No estudo de Rijk(25), apesar de enfermeiros de UTI, apresentarem alto controle sobre o trabalho, tendia a uma maior exaustão emocional, em virtude da demanda advinda do mesmo; o que corrobora nossa pesquisa.

Apesar de não avaliarmos as diferenças entre gêneros, LaMontagne(29) e Muhonen (30), demonstraram que o controle sobre o trabalho e demandas advindas do mesmo, são vivenciadas de forma diferente por homens e mulheres. No primeiro estudo a prevalência de tensão no trabalho é maior em mulheres, e as altas demandas têm um efeito direto sobre a saúde da mulher, enquanto que no sexo masculino, influência as relações sociais, fato observado no segundo estudo.

A maioria da população por nós avaliada faz parte do universo feminino, e nossos resultados apresentam ambientes organizacionais marcados pelo estresse e altas demandas, apontando baixa autonomia no trabalho vivenciada pela maioria dos sujeitos analisados.

Vale ressaltar que estudos de corte transversal caracteristicamente apresentam dois tipos de limitações: incluem aqueles indivíduos que "sobreviveram" à doença e, por coletarem simultaneamente dados de exposição e da doença, têm dificuldade para estabelecer uma relação de causalidade entre ambos. Desta forma, não podemos deixar de considerar as possibilidades de havermos perdido informações daqueles que: (1) não devolveram os questionários; ou (2) por alguma razão, estavam ausentes do trabalho na época da coleta de dados.

O tipo de amostragem de conveniência utilizado pode ter comprometido a representatividade.

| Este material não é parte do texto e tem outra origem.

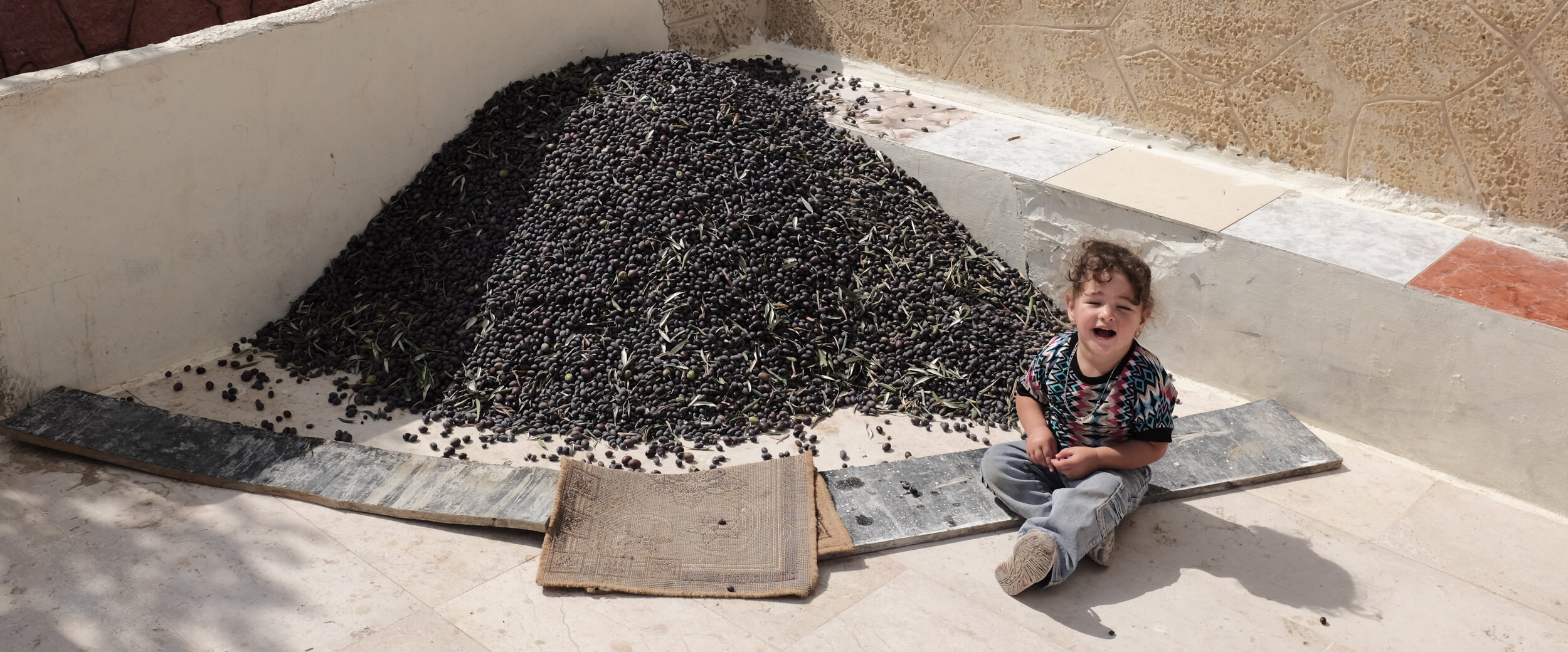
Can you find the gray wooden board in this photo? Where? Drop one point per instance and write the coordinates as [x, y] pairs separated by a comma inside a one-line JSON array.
[[334, 474], [1217, 450], [1209, 452]]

CONCLUSÕES Apesar do número limitado de participantes, o estudo tem importantes implicações para futuras pesquisas com o instrumento JCQ em UTIs, na tentativa de verificar fatores ocupacionais, bem como comparar dados sócio-demográficos com o controle e demanda no trabalho, além de apoio social advindo do trabalho, visando instrumentar profissionais de áreas afins, quanto à detecção e redução de fatores de riscos ocupacionais, bem como direcionar o trabalhador para redução de formas inadequadas de lidar com as exigências advindas do trabalho.